The framework of holographic memory release is based on several other mind-body modalities, including classical homeopathy, hypnotherapy, shiatsu, acupressure and chiropractic models. It also embraces the Oschman holographic connective tissue communication model, which maintains that the information needed for self-healing may be accessed by navigating the piezoelectric qualities of connective tissue to stimulate memory release. Further, holographic memory release endeavors to restructure stored memories, rendering them neutral.
Holographic memory release is geared toward assisting those who experience physical manifestations from emotionally traumatic or stressful events. In other words, conditions that are not memory-related are not affected. Instead, holographic memory release addresses physiological symptoms triggered by past memories. This includes behavioral issues that are bound to past memories as well, such as smoking, compulsive eating, etc. However, holographic memory release does not replace addiction therapy and counseling.

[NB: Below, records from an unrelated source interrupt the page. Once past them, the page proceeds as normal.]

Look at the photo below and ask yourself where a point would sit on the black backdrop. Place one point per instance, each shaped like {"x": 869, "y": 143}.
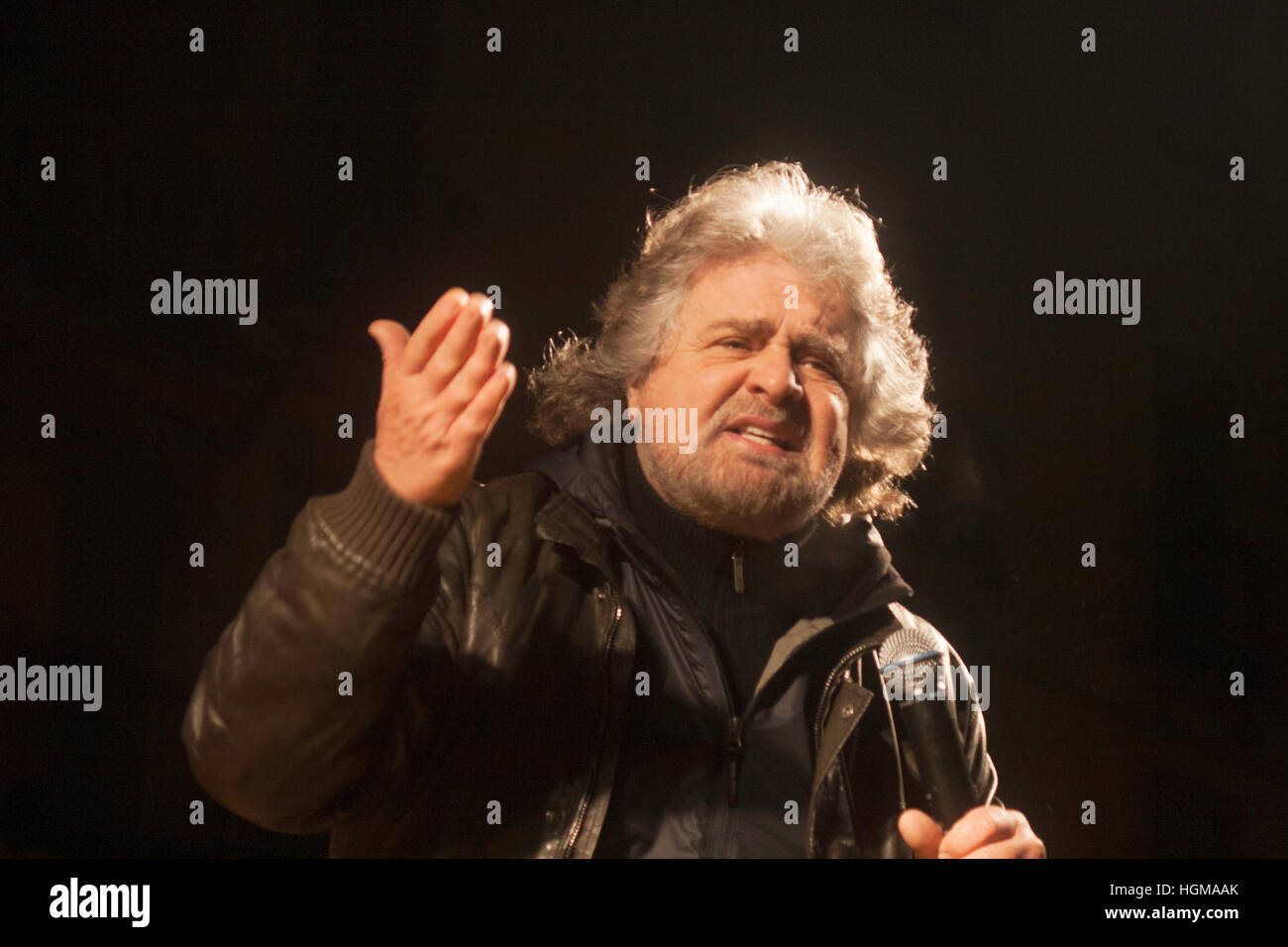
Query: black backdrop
{"x": 518, "y": 169}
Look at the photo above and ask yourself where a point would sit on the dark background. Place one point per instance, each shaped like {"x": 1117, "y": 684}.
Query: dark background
{"x": 518, "y": 169}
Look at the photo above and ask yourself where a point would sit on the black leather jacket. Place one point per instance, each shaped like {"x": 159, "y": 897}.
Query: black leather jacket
{"x": 452, "y": 682}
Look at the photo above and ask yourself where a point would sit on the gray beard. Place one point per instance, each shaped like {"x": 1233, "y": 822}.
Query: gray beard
{"x": 730, "y": 502}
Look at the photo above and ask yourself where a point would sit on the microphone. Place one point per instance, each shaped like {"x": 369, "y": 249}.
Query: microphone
{"x": 915, "y": 677}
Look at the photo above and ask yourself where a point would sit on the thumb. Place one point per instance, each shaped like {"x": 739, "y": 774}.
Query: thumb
{"x": 391, "y": 338}
{"x": 921, "y": 832}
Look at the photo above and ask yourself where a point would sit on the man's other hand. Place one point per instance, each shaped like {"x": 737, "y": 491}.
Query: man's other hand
{"x": 986, "y": 831}
{"x": 442, "y": 390}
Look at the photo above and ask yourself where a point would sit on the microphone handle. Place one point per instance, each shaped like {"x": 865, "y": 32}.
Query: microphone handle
{"x": 938, "y": 750}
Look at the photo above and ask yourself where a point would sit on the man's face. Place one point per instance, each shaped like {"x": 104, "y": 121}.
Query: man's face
{"x": 743, "y": 360}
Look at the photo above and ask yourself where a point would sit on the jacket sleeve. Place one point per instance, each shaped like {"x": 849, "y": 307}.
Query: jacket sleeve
{"x": 274, "y": 729}
{"x": 970, "y": 724}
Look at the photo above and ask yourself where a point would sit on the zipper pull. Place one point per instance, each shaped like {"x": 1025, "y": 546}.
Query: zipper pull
{"x": 733, "y": 757}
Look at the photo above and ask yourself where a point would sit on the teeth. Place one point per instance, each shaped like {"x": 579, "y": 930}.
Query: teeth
{"x": 763, "y": 436}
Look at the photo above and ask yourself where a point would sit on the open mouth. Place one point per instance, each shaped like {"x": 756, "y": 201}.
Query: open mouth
{"x": 761, "y": 438}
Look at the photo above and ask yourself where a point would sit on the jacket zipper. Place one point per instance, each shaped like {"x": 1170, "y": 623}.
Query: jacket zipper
{"x": 734, "y": 749}
{"x": 828, "y": 684}
{"x": 593, "y": 764}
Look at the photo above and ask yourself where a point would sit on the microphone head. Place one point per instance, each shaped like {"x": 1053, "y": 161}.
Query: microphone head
{"x": 913, "y": 664}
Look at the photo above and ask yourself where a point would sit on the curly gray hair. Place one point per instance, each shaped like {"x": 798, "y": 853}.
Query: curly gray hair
{"x": 742, "y": 210}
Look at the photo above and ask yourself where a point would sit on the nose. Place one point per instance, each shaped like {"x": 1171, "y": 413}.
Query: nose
{"x": 772, "y": 373}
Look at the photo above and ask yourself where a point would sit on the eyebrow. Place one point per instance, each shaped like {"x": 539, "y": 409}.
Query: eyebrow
{"x": 812, "y": 343}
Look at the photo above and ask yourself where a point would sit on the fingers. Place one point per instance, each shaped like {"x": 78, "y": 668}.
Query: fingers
{"x": 492, "y": 344}
{"x": 481, "y": 416}
{"x": 1012, "y": 848}
{"x": 979, "y": 827}
{"x": 458, "y": 344}
{"x": 432, "y": 329}
{"x": 921, "y": 832}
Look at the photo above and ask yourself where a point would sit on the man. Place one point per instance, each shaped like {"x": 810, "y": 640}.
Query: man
{"x": 655, "y": 647}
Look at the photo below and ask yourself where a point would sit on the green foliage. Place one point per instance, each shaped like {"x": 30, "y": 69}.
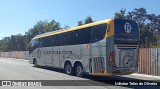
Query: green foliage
{"x": 148, "y": 24}
{"x": 86, "y": 21}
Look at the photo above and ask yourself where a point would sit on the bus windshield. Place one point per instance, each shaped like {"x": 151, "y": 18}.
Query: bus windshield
{"x": 126, "y": 32}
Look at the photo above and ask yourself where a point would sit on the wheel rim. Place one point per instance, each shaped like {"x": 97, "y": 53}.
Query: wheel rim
{"x": 35, "y": 63}
{"x": 68, "y": 69}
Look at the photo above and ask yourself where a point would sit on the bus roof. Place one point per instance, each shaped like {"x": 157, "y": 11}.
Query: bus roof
{"x": 72, "y": 29}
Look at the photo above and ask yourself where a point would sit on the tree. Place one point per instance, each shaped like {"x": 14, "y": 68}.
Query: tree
{"x": 148, "y": 24}
{"x": 120, "y": 14}
{"x": 80, "y": 23}
{"x": 86, "y": 21}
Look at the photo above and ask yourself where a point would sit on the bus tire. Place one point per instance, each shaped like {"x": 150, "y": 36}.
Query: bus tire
{"x": 35, "y": 63}
{"x": 79, "y": 70}
{"x": 68, "y": 68}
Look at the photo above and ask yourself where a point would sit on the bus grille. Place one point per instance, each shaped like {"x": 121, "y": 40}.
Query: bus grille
{"x": 98, "y": 65}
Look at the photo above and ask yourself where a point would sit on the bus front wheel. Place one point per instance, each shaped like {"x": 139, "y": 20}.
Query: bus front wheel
{"x": 68, "y": 68}
{"x": 79, "y": 70}
{"x": 35, "y": 63}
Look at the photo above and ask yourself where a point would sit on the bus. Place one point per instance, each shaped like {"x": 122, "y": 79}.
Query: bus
{"x": 104, "y": 48}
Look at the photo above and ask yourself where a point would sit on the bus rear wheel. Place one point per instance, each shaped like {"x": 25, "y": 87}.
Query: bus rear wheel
{"x": 79, "y": 70}
{"x": 35, "y": 63}
{"x": 68, "y": 68}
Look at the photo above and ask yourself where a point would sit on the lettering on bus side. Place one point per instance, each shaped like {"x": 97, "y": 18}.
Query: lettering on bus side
{"x": 57, "y": 52}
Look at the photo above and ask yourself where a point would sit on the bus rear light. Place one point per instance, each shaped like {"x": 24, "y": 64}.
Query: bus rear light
{"x": 112, "y": 59}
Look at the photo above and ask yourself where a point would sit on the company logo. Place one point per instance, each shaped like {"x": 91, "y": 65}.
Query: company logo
{"x": 127, "y": 27}
{"x": 6, "y": 83}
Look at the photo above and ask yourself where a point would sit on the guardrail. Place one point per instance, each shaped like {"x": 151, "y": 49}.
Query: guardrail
{"x": 149, "y": 59}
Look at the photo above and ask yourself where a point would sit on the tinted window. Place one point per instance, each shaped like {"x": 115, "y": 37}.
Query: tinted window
{"x": 84, "y": 35}
{"x": 60, "y": 39}
{"x": 71, "y": 38}
{"x": 98, "y": 32}
{"x": 46, "y": 41}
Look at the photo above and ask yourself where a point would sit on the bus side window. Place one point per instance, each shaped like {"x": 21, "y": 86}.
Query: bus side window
{"x": 71, "y": 38}
{"x": 84, "y": 35}
{"x": 98, "y": 32}
{"x": 60, "y": 39}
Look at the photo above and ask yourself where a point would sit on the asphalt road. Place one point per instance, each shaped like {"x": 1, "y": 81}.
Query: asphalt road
{"x": 19, "y": 69}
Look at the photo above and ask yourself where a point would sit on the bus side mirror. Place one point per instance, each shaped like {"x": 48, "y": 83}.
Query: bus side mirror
{"x": 28, "y": 47}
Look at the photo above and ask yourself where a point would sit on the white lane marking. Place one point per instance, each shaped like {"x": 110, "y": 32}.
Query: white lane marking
{"x": 145, "y": 75}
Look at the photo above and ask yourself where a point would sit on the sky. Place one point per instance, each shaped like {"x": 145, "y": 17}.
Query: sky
{"x": 18, "y": 16}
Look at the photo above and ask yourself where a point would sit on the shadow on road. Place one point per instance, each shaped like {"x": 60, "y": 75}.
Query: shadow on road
{"x": 110, "y": 81}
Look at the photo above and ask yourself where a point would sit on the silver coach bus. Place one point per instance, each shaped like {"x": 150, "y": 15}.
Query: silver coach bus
{"x": 103, "y": 48}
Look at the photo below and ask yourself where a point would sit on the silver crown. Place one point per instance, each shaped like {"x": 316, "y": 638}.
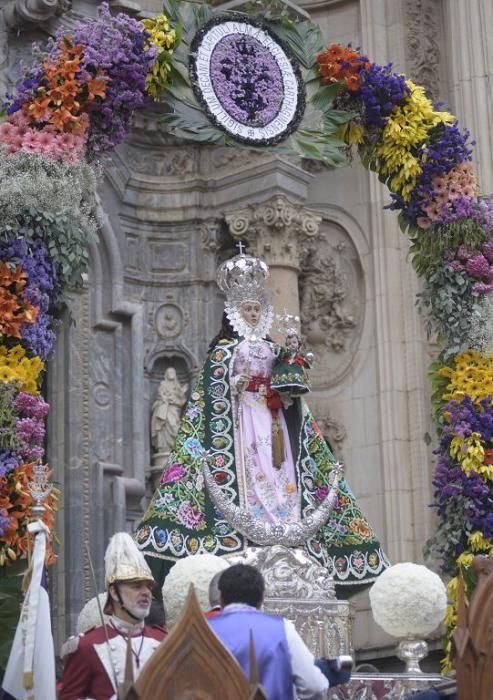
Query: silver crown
{"x": 243, "y": 278}
{"x": 242, "y": 272}
{"x": 287, "y": 324}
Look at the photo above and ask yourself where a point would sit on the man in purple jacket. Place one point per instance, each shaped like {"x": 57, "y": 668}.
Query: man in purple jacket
{"x": 285, "y": 665}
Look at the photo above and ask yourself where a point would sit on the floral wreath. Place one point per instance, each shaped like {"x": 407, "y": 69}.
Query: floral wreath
{"x": 247, "y": 81}
{"x": 75, "y": 104}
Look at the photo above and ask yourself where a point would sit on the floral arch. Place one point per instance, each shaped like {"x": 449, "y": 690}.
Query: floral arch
{"x": 75, "y": 104}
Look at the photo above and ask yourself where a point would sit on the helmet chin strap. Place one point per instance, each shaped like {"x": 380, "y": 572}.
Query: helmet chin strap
{"x": 123, "y": 606}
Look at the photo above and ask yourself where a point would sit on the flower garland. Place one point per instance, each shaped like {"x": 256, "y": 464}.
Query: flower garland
{"x": 74, "y": 104}
{"x": 423, "y": 157}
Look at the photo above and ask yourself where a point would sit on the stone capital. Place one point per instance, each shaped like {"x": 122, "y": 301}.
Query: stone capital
{"x": 275, "y": 229}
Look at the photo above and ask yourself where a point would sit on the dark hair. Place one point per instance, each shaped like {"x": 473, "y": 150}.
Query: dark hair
{"x": 226, "y": 332}
{"x": 242, "y": 583}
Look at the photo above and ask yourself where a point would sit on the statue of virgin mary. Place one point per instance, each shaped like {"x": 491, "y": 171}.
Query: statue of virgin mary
{"x": 268, "y": 476}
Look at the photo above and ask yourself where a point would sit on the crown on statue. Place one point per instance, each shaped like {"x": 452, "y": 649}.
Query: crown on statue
{"x": 124, "y": 561}
{"x": 287, "y": 324}
{"x": 242, "y": 274}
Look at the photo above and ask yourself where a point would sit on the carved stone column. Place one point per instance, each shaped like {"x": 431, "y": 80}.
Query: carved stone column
{"x": 275, "y": 230}
{"x": 471, "y": 75}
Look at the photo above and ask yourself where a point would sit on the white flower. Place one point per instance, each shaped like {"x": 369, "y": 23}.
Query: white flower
{"x": 198, "y": 569}
{"x": 408, "y": 600}
{"x": 90, "y": 616}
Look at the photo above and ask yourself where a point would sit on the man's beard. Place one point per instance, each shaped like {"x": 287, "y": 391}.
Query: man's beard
{"x": 138, "y": 611}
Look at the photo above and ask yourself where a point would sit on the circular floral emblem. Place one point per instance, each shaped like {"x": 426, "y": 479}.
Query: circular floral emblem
{"x": 246, "y": 80}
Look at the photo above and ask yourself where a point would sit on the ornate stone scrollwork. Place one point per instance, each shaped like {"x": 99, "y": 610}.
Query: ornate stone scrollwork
{"x": 300, "y": 589}
{"x": 265, "y": 533}
{"x": 324, "y": 293}
{"x": 289, "y": 573}
{"x": 276, "y": 229}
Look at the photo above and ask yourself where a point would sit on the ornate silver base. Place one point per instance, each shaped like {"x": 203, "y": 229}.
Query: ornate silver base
{"x": 302, "y": 591}
{"x": 412, "y": 651}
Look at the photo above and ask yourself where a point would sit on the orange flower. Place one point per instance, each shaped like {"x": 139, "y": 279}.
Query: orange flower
{"x": 96, "y": 88}
{"x": 352, "y": 82}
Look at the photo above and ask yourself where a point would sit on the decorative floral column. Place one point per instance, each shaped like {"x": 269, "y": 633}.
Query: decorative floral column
{"x": 275, "y": 231}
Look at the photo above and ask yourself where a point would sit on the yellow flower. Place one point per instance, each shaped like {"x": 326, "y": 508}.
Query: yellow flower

Unlike some memory-related therapies, holographic memory release does not necessitate actually reliving past events and experiences. Since HMR theory holds that holographic memories are subconsciously formed in an instant, releasing them corresponds to the same length of time. While recognition of the memory in a conscious state of mind is often encouraged, exploration of past trauma is not intended to linger. In fact, holographic memory release is a process that should only last minutes or hours, not an extended period of time.
The goal of holographic memory release is to empower the person being treated to yield permission to self-heal. The HMR practitioner serves as the facilitator to this process, guiding the person on a conscious tour of the subconscious mind and innate body wisdom. However, teamwork between practitioner and client is key. In fact, the client is free to identify the imprints requiring release and the appropriate order in which to address them.